The evolution of the Pomeranians

As the English name suggests, Pomeranians originally come from Pomerania and are one of the oldest dog breeds. It is considered a subspecies of the German Spitz, but other breeds such as the Schipperke , the Norwegian elk dog or the American Eskimo dog may also play a role . The exact origin of the breed is in the dark, but a lady of the high nobility is said to have made a decisive contribution to it.

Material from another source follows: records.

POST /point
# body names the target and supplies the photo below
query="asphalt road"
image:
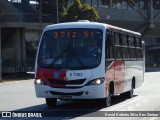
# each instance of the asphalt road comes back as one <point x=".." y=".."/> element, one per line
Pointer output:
<point x="20" y="96"/>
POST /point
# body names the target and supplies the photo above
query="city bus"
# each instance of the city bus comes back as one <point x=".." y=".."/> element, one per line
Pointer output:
<point x="88" y="60"/>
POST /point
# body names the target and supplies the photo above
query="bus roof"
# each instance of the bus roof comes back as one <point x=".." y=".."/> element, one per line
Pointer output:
<point x="88" y="24"/>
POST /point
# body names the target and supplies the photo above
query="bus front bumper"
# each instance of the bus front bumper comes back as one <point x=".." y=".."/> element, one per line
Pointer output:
<point x="85" y="92"/>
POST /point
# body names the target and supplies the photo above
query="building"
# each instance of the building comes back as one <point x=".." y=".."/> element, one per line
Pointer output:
<point x="21" y="23"/>
<point x="138" y="15"/>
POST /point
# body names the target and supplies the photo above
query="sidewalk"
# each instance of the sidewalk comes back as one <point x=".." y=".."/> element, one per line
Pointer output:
<point x="14" y="78"/>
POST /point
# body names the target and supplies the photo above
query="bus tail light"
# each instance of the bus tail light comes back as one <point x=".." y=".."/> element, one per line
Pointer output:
<point x="39" y="82"/>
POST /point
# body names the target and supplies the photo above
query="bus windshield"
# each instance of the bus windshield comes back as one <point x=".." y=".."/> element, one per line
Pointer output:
<point x="77" y="48"/>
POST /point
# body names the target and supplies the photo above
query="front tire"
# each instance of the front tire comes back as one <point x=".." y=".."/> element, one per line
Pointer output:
<point x="51" y="102"/>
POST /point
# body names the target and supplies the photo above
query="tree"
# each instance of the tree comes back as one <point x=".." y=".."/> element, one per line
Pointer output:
<point x="78" y="11"/>
<point x="50" y="7"/>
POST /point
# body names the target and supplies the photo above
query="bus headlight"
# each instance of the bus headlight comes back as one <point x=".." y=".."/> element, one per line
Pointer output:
<point x="38" y="82"/>
<point x="96" y="81"/>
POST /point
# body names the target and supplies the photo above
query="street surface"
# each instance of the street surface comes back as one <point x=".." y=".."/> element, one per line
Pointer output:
<point x="20" y="96"/>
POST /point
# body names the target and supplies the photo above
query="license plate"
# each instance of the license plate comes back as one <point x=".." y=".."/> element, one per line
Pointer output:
<point x="65" y="97"/>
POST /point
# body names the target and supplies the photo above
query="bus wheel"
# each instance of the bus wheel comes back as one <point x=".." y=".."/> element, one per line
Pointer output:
<point x="51" y="102"/>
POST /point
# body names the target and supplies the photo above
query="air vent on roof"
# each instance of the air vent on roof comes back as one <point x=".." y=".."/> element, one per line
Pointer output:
<point x="83" y="21"/>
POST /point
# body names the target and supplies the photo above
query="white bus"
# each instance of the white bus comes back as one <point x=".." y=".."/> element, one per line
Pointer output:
<point x="88" y="60"/>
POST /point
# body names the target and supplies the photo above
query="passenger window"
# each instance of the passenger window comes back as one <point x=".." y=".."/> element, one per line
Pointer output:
<point x="109" y="45"/>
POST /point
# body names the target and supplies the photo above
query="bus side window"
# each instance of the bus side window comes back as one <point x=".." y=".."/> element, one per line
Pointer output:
<point x="109" y="45"/>
<point x="118" y="47"/>
<point x="139" y="53"/>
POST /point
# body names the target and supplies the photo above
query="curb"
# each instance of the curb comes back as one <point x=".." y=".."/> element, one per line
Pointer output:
<point x="15" y="81"/>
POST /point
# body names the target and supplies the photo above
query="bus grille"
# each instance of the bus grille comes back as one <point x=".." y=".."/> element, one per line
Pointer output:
<point x="61" y="93"/>
<point x="64" y="82"/>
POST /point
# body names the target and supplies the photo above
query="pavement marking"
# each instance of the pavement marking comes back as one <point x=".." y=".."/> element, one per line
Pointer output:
<point x="129" y="102"/>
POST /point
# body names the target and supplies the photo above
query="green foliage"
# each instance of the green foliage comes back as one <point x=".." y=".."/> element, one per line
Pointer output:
<point x="74" y="12"/>
<point x="78" y="11"/>
<point x="50" y="7"/>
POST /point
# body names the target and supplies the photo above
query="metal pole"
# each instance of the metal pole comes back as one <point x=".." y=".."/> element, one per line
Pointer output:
<point x="151" y="11"/>
<point x="40" y="18"/>
<point x="57" y="12"/>
<point x="1" y="60"/>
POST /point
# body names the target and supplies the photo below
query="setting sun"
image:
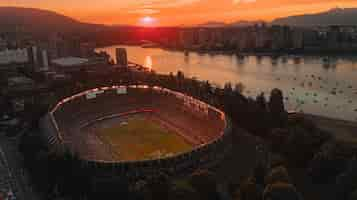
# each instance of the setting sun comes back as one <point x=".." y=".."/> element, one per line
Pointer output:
<point x="148" y="21"/>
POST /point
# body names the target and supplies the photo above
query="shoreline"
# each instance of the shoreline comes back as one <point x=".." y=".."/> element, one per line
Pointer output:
<point x="343" y="131"/>
<point x="321" y="52"/>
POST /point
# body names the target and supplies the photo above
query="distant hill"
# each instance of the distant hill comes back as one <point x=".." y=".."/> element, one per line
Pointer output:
<point x="37" y="20"/>
<point x="212" y="24"/>
<point x="246" y="23"/>
<point x="234" y="24"/>
<point x="337" y="16"/>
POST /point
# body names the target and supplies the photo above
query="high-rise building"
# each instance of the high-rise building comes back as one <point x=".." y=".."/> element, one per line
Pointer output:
<point x="121" y="57"/>
<point x="3" y="44"/>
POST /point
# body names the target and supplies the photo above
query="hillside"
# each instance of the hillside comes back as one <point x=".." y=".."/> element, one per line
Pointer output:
<point x="337" y="16"/>
<point x="36" y="20"/>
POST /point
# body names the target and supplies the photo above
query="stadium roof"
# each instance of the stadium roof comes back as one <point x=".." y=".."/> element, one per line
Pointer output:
<point x="69" y="61"/>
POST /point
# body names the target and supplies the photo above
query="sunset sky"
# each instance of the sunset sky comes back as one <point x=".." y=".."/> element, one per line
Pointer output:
<point x="178" y="12"/>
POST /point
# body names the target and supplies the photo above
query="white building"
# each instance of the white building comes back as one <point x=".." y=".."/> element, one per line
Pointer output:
<point x="14" y="56"/>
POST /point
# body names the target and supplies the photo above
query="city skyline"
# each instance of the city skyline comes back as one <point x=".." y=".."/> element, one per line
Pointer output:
<point x="179" y="12"/>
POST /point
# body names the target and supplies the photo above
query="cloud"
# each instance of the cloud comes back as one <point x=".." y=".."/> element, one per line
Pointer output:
<point x="144" y="11"/>
<point x="243" y="1"/>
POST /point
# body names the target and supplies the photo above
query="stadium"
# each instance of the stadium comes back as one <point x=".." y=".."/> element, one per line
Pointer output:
<point x="138" y="131"/>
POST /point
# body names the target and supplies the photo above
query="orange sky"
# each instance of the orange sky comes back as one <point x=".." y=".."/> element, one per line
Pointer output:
<point x="179" y="12"/>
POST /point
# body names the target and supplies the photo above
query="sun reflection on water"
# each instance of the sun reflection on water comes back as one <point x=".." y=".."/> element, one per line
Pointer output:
<point x="148" y="62"/>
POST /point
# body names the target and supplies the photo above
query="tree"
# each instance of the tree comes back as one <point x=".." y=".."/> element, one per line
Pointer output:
<point x="204" y="182"/>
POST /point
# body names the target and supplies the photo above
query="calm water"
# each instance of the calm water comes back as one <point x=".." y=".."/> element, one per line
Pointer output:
<point x="307" y="81"/>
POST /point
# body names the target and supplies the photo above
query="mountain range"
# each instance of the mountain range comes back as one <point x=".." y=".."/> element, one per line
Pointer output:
<point x="37" y="20"/>
<point x="336" y="16"/>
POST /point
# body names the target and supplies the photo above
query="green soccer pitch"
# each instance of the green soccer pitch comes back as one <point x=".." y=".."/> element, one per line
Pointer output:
<point x="140" y="138"/>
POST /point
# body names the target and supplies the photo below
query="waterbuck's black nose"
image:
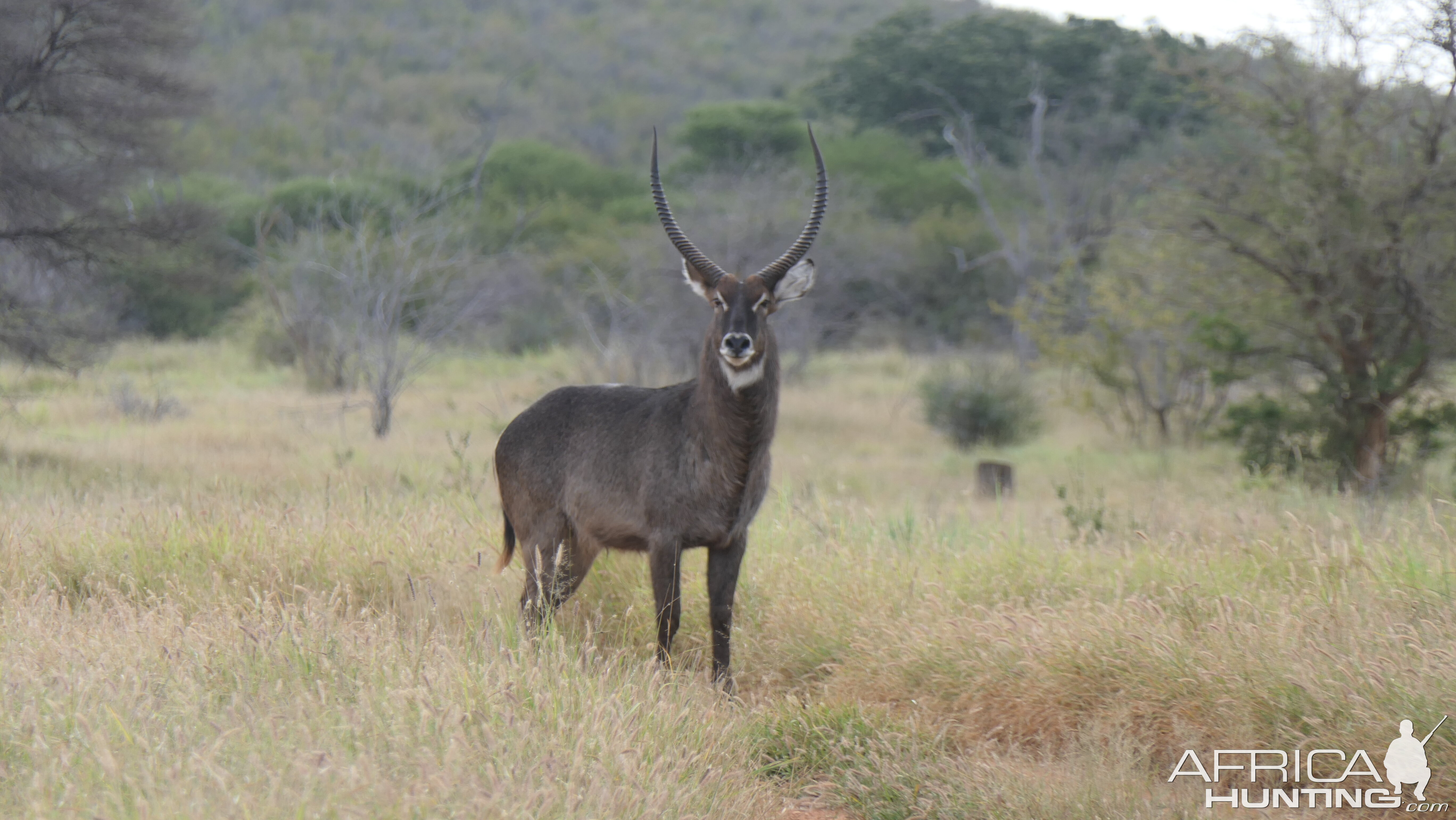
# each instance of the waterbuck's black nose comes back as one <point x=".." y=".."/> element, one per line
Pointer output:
<point x="737" y="344"/>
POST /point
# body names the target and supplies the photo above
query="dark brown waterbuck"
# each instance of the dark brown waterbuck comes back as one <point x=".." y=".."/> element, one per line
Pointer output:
<point x="666" y="470"/>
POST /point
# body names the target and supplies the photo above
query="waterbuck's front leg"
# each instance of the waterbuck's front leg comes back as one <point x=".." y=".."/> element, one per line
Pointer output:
<point x="723" y="582"/>
<point x="667" y="580"/>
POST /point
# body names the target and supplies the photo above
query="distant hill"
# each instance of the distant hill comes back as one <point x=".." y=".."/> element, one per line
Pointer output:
<point x="320" y="87"/>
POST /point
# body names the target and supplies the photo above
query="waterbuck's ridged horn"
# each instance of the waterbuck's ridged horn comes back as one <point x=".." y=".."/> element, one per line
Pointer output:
<point x="685" y="247"/>
<point x="775" y="272"/>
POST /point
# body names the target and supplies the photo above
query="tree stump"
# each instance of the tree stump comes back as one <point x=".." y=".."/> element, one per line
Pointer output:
<point x="995" y="480"/>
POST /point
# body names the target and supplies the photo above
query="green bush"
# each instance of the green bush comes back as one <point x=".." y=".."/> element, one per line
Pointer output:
<point x="982" y="405"/>
<point x="743" y="132"/>
<point x="532" y="171"/>
<point x="312" y="202"/>
<point x="1305" y="436"/>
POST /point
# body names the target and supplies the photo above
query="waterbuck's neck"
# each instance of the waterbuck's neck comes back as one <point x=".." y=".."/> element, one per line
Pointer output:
<point x="736" y="411"/>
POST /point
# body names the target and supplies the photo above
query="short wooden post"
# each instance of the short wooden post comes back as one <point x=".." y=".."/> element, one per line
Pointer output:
<point x="995" y="480"/>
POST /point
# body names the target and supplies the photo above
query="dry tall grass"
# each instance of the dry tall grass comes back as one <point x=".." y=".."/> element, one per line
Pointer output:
<point x="255" y="609"/>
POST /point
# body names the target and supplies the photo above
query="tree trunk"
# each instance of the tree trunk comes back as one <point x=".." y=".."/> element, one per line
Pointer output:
<point x="1371" y="448"/>
<point x="383" y="413"/>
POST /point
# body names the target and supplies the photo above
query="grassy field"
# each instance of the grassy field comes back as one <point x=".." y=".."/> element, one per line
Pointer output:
<point x="251" y="608"/>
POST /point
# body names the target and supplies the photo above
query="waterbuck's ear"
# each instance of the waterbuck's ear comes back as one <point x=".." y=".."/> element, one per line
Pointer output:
<point x="695" y="280"/>
<point x="796" y="283"/>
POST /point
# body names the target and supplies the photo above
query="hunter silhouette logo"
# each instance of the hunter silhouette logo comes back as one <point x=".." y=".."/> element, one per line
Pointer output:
<point x="1317" y="778"/>
<point x="1406" y="759"/>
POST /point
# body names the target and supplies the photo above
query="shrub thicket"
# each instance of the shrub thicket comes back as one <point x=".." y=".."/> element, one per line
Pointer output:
<point x="982" y="405"/>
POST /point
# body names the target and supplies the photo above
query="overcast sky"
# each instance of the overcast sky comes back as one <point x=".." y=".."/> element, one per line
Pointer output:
<point x="1215" y="21"/>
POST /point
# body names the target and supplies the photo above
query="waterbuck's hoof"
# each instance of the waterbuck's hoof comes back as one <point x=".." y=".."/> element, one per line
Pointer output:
<point x="726" y="685"/>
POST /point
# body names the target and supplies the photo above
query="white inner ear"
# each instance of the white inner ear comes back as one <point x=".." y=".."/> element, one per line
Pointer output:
<point x="796" y="283"/>
<point x="698" y="288"/>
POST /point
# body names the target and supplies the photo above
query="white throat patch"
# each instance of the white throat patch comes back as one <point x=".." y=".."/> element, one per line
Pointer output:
<point x="740" y="379"/>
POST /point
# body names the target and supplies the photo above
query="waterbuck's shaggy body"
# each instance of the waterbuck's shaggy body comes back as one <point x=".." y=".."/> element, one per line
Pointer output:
<point x="659" y="471"/>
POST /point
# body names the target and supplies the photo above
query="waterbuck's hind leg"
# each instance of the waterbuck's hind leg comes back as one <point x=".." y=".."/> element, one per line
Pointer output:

In the 18th century, the 17-year-old Princess Charlotte of Mecklenburg-Strelitz married the future King George III of England. She is said to have had white lace delivered to the English court by Pomerania. Today's dwarf lace is said to have been bred from them in the following decades. However, they only achieved their high level of popularity under Charlotte's granddaughter, Queen Victoria of England.

Victoria was a real dog lover and bred more than 15 different dog breeds. In 1888 she discovered the Pomeranians for herself, but not in her native England, but during a trip to Italy. In Florence she bought several dwarf lace, including the famous Marco and the dog Gina.

At that time, the Pomeranians were no longer to be found exclusively in aristocratic circles as before, but enjoyed increasing popularity in other social classes and were bred in the USA from then on. English breeders felt encouraged to breed smaller and smaller Pomeranians, which led to the later breed standard. From the 20th century, the color palette of the dwarf lace expanded, whose fur was initially mainly white, black, chocolate brown or blue.